La vague d'islamophobie qui déferle actuellement sur les plages françaises (mais qui n'est que l'écume d'une marée bien plus imposante) est parfois comparée à la situation des années 30. On voit par exemple sur Facebook, à côté de témoignages sur la verbalisation de musulmanes "trop couvertes", des photos de panneaux interdisant la baignade aux juifs.

Ce parallèle est compréhensible par certains côtés, mais boîteux par d'autres : les juifs n'étaient pas incités à être « discrets », mais à disparaître. Sacrée « nuance ».

N'empêche, cette « discrétion » que l'on semble exiger aujourd'hui des musulmans (et surtout des musulmanes) me paraît d'une grande violence. Le délire autour du burkini, du foulard, mais aussi le discours sur « la religion, une affaire privée » vont dans ce sens. Pressenti pour diriger la future Fondation de l'islam de France, Jean-Pierre Chevènement – ce choix est à lui seul un signe de volonté d'invisibilisation des musulman/e/s – déclare, avant même sa nomination : « Le conseil que je donne dans cette période difficile […] est celui de discrétion »

J'oserais donc un autre parallèle, qui ne plaira sans doute pas à tout le monde : la situation des homosexuel/le/s.


En dehors de quelques franges extrêmes ou dinosauriques de la population, il ne se trouve plus grand-monde, dans nos contrées, pour se revendiquer ouvertement « islamophobe » ou « homophobe ». On n'est « pas raciste, mais... » Mais, tout comme les musulman/e/s, les homosexuel/le/s « exagèrent ». Au lieu de se contenter de « pratiquer » dans la sphère privée, à savoir leur chambre, tous rideaux tirés, ils exigent de pouvoir se balader en rue la main dans la main, de s'embrasser sans s'attirer des regards désapprobateurs, d'être pris/es au sérieux quand ils/elles dénoncent des agressions, qu'elles soient physiques ou verbales, et vont jusqu'à revendiquer des « accommodements raisonnables » (enfin « raisonnables », c'est une façon de parler).

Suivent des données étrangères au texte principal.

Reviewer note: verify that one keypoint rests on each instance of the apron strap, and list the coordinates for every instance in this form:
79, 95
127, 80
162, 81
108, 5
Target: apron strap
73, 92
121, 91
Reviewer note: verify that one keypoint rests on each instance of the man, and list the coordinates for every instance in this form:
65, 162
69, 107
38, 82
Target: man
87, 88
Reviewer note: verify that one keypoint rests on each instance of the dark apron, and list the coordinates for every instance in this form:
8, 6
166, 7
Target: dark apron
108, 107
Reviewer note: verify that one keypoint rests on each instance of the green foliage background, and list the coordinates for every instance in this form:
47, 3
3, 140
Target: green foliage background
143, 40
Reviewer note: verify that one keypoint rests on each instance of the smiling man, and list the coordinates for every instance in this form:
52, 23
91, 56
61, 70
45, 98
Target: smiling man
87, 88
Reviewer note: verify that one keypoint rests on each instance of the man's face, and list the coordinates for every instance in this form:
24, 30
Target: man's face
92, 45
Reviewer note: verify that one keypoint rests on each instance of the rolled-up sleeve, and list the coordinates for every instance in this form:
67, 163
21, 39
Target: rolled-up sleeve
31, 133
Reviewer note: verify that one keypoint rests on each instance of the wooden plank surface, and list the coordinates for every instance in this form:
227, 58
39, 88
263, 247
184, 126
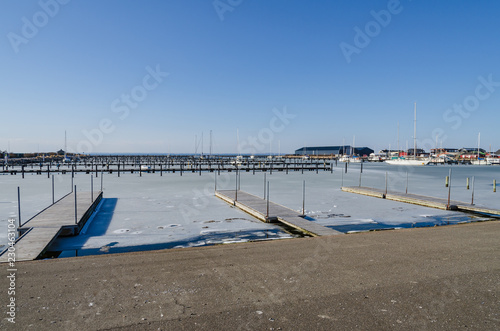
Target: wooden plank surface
258, 207
421, 200
49, 223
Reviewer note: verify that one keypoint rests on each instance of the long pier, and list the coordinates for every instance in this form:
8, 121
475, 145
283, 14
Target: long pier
58, 219
161, 164
422, 200
258, 208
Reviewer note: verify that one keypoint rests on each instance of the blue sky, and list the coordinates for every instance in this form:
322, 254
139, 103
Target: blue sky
151, 76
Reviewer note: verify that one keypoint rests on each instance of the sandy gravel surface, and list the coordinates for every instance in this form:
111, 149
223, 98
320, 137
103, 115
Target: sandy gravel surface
414, 279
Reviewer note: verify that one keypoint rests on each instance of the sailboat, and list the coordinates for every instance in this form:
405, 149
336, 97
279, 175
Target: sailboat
407, 161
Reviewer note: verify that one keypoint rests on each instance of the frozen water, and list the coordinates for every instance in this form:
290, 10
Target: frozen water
154, 212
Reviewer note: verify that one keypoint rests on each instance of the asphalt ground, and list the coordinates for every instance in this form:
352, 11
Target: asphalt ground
439, 278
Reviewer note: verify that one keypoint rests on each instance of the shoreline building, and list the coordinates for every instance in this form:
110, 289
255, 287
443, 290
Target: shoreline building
334, 150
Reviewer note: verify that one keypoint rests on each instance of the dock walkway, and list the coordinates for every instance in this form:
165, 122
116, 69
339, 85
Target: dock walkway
422, 200
257, 207
41, 230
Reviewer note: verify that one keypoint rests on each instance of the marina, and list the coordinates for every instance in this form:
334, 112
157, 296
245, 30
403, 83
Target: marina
268, 211
66, 217
147, 210
421, 200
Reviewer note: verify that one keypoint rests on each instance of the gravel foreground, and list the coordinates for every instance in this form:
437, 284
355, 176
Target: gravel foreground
414, 279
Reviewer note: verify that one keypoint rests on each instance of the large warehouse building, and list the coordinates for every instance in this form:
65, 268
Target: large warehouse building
334, 150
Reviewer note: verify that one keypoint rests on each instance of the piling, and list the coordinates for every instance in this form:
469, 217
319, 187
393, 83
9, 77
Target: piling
19, 205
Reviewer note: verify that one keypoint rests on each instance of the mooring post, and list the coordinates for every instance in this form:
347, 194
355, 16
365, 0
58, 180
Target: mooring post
91, 188
267, 213
361, 171
236, 190
386, 183
303, 198
406, 182
76, 215
448, 182
473, 180
342, 185
53, 200
264, 185
19, 205
239, 180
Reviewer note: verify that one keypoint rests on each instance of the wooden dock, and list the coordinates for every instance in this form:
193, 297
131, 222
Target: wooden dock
58, 219
257, 207
422, 200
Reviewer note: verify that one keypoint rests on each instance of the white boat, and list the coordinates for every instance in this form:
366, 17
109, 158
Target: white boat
493, 160
410, 161
481, 161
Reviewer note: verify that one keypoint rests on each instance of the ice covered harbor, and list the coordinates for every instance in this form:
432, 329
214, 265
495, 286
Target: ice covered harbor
147, 211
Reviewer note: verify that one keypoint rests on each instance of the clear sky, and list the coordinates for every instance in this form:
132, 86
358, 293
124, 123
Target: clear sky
153, 76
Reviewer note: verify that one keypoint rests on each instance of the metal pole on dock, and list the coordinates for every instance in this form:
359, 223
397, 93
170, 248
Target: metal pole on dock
264, 185
406, 182
91, 188
239, 180
215, 179
473, 180
267, 213
76, 217
53, 200
303, 198
449, 189
19, 205
361, 171
386, 183
236, 190
342, 185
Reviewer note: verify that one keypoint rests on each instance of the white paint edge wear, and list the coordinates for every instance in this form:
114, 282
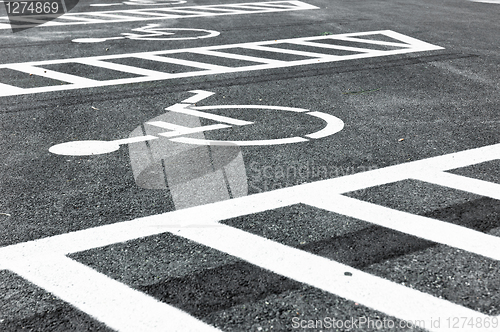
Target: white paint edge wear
407, 45
43, 261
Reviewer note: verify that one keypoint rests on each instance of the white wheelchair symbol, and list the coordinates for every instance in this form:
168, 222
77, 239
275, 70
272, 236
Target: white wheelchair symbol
180, 134
152, 32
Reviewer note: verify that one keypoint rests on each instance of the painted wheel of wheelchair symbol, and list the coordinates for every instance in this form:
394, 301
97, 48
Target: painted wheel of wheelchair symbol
170, 126
141, 3
152, 32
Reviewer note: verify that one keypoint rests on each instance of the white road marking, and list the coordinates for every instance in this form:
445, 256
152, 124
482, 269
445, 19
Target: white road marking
119, 306
78, 148
497, 2
115, 16
43, 263
410, 45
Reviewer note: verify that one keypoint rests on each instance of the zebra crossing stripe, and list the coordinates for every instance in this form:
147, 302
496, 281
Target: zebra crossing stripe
404, 44
149, 14
44, 261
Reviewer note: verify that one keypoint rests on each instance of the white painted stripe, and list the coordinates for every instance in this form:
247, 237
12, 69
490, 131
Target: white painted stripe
192, 13
123, 68
113, 16
80, 81
27, 19
476, 186
206, 216
171, 13
9, 89
371, 291
286, 51
335, 47
423, 227
333, 125
179, 108
278, 108
115, 304
135, 139
196, 141
156, 14
237, 56
77, 17
259, 63
188, 131
183, 62
166, 125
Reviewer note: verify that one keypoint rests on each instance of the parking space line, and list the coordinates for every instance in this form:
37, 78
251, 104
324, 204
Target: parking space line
148, 14
188, 63
123, 68
220, 51
238, 56
423, 227
52, 74
476, 186
201, 224
119, 306
383, 295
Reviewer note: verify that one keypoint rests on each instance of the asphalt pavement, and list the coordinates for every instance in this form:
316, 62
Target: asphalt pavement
251, 166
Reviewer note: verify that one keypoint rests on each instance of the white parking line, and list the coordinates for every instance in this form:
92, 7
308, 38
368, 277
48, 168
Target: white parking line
43, 263
194, 68
149, 14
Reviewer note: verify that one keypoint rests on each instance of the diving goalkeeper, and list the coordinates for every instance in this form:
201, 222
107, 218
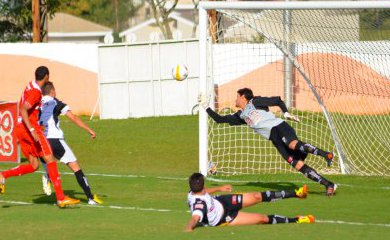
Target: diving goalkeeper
208, 210
255, 113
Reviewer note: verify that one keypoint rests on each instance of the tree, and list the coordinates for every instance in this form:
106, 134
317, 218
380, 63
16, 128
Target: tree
111, 13
161, 12
16, 20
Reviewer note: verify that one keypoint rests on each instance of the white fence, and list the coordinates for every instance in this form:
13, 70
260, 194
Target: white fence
135, 79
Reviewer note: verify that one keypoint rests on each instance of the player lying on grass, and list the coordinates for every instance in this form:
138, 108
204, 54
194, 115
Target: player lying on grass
32, 141
51, 109
254, 111
224, 210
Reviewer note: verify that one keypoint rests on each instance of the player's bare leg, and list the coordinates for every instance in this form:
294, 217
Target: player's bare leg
316, 177
20, 170
244, 218
62, 200
83, 182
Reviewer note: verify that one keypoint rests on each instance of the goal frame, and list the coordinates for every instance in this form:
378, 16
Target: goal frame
263, 5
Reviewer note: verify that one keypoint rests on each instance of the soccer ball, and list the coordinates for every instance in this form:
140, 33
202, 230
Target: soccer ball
180, 72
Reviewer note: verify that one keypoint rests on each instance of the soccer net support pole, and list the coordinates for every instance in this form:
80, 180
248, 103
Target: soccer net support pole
203, 127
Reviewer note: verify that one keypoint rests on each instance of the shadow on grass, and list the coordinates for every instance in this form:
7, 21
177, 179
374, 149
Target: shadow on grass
263, 185
44, 199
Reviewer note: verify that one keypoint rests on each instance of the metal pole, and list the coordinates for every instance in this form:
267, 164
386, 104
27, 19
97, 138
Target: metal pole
36, 19
288, 67
203, 127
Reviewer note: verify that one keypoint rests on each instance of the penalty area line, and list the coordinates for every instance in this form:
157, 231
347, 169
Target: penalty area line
211, 179
353, 223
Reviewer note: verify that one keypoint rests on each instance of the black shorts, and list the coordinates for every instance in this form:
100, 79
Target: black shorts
281, 136
232, 203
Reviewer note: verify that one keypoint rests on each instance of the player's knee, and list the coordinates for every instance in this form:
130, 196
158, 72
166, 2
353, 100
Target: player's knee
299, 165
293, 162
257, 197
292, 144
262, 219
35, 165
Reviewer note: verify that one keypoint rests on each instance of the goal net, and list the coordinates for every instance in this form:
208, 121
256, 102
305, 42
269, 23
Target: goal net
330, 64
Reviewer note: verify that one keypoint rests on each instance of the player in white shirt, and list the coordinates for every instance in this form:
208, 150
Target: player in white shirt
208, 210
49, 120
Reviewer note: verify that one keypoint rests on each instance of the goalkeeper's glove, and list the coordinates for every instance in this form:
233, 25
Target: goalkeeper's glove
203, 101
287, 115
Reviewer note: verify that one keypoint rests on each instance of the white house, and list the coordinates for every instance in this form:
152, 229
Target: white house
64, 27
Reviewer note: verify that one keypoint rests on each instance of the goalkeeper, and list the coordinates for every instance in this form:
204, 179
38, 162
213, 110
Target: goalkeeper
224, 210
255, 113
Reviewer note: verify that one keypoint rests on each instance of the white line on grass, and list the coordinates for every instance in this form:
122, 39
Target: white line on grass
354, 223
170, 210
211, 179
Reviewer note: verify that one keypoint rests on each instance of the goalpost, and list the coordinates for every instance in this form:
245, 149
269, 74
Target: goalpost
328, 60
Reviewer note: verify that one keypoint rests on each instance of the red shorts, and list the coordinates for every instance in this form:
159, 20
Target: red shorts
29, 146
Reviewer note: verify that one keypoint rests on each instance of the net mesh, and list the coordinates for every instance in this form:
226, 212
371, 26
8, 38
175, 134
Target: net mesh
343, 54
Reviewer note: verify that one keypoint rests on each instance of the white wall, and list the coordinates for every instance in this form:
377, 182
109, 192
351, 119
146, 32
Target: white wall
80, 55
135, 79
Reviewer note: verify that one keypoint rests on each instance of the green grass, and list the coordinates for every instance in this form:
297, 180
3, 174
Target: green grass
153, 157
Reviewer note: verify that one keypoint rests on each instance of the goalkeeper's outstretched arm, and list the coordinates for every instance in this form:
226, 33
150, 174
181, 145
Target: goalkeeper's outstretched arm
232, 119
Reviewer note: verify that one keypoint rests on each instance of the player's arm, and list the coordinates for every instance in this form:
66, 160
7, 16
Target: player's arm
231, 119
24, 114
265, 102
28, 103
192, 223
223, 188
76, 120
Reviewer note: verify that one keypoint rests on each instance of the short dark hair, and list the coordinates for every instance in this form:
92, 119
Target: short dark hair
247, 92
196, 182
41, 72
47, 87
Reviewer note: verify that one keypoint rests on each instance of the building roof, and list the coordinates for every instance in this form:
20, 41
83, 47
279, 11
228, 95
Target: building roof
69, 25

Ne peut-on pas considérer ainsi la reconnaissance officielle des couples de même sexe... ? Les « signes ostentatoires » d'homosexualité seraient une menace pour les hétéros, en particulier les enfants, qui pourraient être « convertis », mon dieu ! Et ce serait la fin de l'humanité – ou de « notre » civilisation, mais bon, c'est pareil.

(Entre parenthèses, ces peurs d'une conversion massive, ou de la contagion, font beaucoup d'honneur aussi bien à l'islam qu'à l'homosexualité : s'il suffit de les exposer publiquement pour multiplier les adeptes, l'attractivité doit être bien forte !)

Il y a quelques semaines à peine, un couple d'amies qui se faisaient des papouilles à une terrasse de Vence se sont fait fusiller du regard par d'autres consommateurs/trices, pourtant elles ne portaient ni foulard ni burkini et avec leur short et leur t-shirt sans manches, elles étaient aussi déshabillées qu'il sied dans ce midi de la France laïque et républicaine.

Violent ? Oui, c'est violent. Chacun/e a sa propre conception de ce qu'on exprime, ou non, dans l'espace public. Mais quand cette conception est juste dictée par la pression sociale ou pire, par la crainte d'agressions, alors c'est toute une catégorie de la population, « discrète » ou non, qui est renvoyée à sa « différence ». Les hétéros peuvent s'embrasser et les chrétiens organiser des processions qui font partie du « folklore local ». Exiger la « discrétion » n'est qu'une autre façon de crier « on est chez nous », chez nous en chrétienté, chez nous en hétéroland.

Donc, ami/e/s musulman/e/s, soyez ce que vous êtes, et nous, mes camarades – homos, féministes, antiracistes...- soutenons-les : c'est tout simplement un droit humain.